Corporations also might consider encrypting sensitive information and using data loss prevention tools to block data leakage, experts said. And if they want to see if any of their data has found its way onto a P2P network, they can hire Tiversa to probe Gnutella, eDonkey and FastTrack file-sharing networks.
Tiversa probes the networks, searching for specific terms and lets customers know when it finds any data out there specific to that firm and helps pinpoint the source of the leak and stop it.
After lawmakers accused them of being part of the problem nearly two years ago, P2P providers and their trade group--the Distributed Computing Industry Association (DCIA)--formed a working group to figure out ways to minimize the risk for P2P users and their networks. The DCIA prepared a report dated Thursday on the Inadvertent Sharing Protection Compliance that lists guidelines for better protecting P2P users and percentages of its members who are following them.
The latest version of popular file sharing software, released earlier this year, LimeWire 5, includes a number of the suggested changes and served as a "poster child for compliance," said Marty Lafferty, chief executive of the DCIA.

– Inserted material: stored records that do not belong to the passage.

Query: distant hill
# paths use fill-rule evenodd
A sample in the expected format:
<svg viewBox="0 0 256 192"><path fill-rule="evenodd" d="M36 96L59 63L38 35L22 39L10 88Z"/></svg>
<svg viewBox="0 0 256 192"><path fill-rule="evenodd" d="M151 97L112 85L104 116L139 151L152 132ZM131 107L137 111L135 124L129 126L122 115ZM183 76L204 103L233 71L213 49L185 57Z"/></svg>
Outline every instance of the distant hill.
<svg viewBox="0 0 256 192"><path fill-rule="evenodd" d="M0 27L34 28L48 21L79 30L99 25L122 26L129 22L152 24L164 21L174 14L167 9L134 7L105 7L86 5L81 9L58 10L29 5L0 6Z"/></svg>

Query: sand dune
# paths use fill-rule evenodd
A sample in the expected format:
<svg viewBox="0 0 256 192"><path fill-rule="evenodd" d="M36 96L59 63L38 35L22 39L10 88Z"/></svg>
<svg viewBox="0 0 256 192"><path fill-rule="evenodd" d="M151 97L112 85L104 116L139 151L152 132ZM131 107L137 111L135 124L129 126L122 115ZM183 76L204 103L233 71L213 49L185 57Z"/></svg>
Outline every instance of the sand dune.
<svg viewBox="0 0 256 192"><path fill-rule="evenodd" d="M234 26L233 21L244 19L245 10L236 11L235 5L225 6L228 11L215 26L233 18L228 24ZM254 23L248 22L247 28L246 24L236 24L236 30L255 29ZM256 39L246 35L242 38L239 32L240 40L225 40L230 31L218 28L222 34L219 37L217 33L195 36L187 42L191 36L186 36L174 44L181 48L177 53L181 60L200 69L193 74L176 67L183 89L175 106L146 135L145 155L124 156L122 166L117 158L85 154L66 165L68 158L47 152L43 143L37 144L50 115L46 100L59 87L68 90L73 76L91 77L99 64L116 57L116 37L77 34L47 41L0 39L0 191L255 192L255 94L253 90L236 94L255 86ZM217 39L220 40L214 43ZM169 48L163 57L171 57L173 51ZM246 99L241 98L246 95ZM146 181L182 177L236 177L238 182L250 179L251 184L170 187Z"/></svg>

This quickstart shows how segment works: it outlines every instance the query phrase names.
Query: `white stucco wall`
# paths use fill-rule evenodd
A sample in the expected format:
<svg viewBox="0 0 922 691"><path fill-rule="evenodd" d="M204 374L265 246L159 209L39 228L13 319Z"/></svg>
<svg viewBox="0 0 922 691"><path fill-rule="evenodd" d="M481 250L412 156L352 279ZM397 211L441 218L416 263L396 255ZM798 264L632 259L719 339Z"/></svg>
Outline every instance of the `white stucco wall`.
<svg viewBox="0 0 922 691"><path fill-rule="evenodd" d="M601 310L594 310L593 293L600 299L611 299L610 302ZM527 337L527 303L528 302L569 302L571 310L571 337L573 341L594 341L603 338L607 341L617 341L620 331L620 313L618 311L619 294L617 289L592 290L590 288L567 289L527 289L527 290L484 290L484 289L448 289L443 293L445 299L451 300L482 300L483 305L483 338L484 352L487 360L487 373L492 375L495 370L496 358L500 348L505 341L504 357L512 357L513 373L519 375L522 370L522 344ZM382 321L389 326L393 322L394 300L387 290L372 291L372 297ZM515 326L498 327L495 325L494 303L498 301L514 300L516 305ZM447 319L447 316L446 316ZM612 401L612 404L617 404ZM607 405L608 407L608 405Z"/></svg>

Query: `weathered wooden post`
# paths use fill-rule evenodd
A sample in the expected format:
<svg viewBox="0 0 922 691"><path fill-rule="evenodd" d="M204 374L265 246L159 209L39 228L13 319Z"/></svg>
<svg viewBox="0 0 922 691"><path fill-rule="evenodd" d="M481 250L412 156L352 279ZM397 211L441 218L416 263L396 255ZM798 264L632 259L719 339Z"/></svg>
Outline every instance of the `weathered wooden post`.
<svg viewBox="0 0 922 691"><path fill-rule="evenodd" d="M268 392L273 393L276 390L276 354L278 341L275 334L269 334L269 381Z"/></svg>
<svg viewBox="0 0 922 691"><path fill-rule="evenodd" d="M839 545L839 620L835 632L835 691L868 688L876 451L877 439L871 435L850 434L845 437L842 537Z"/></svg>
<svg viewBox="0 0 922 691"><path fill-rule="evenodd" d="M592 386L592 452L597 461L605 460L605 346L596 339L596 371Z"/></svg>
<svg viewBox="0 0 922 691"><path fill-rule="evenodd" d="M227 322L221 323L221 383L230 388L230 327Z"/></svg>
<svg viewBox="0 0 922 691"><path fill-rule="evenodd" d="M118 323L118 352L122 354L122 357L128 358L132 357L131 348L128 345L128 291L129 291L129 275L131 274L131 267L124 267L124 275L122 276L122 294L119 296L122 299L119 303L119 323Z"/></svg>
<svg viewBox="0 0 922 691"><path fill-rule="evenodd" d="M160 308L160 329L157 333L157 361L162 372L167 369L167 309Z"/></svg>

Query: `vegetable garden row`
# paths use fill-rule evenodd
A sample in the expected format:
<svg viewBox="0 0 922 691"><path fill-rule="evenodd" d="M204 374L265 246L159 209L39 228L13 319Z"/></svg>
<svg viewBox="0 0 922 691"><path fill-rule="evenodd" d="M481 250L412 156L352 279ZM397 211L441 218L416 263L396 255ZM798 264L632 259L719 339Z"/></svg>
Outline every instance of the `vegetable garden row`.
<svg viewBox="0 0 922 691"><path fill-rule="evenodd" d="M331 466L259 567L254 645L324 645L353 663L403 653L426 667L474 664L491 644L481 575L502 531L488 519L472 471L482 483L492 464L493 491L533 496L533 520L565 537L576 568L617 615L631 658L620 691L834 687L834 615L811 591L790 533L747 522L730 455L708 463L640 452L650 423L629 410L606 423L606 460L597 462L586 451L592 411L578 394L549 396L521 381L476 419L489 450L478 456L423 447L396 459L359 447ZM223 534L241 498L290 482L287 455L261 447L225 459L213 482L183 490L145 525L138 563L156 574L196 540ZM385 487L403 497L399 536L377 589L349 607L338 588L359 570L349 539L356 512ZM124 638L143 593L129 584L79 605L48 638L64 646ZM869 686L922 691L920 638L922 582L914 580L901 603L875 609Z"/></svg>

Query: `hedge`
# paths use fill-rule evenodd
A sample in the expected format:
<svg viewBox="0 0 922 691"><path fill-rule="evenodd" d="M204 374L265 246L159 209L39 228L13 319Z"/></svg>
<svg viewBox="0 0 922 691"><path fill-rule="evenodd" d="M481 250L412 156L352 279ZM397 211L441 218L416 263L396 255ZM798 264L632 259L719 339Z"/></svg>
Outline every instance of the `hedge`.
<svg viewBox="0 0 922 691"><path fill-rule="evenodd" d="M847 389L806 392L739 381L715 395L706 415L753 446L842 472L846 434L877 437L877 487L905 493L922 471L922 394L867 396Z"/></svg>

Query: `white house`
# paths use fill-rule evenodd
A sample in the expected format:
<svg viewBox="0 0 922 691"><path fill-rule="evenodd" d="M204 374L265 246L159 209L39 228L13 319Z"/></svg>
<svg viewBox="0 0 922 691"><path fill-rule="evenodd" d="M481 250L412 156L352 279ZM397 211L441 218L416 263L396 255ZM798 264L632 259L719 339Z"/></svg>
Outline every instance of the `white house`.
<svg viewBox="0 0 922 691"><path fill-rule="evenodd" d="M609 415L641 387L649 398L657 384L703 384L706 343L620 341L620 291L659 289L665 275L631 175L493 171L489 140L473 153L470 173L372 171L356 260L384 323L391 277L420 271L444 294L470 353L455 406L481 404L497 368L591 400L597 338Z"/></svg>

The report shows 100 percent compliance with the guideline that recommends that default settings prohibit the sharing of user-originated files, while 57 percent of the respondents said they were complying with the guideline to offer a simple way for the user to disable the file-sharing functionality.
Other guidelines, with compliance percentages ranging from 29 percent to 71 percent, included requiring users to select individual files within a folder to share rather than sharing the entire folder, requiring the user to take affirmative steps to share sensitive folders and preventing the sharing of a complete network or external drive or user-specific system folder, such as "Documents and Settings." Among the guidelines are requirements for warnings to the user when particular settings might jeopardize security.
"We were concerned about user error in earlier versions of file sharing software where it was easier for users to make those mistakes," Hopkins said. "But a lot has been done to close those loopholes for the new versions."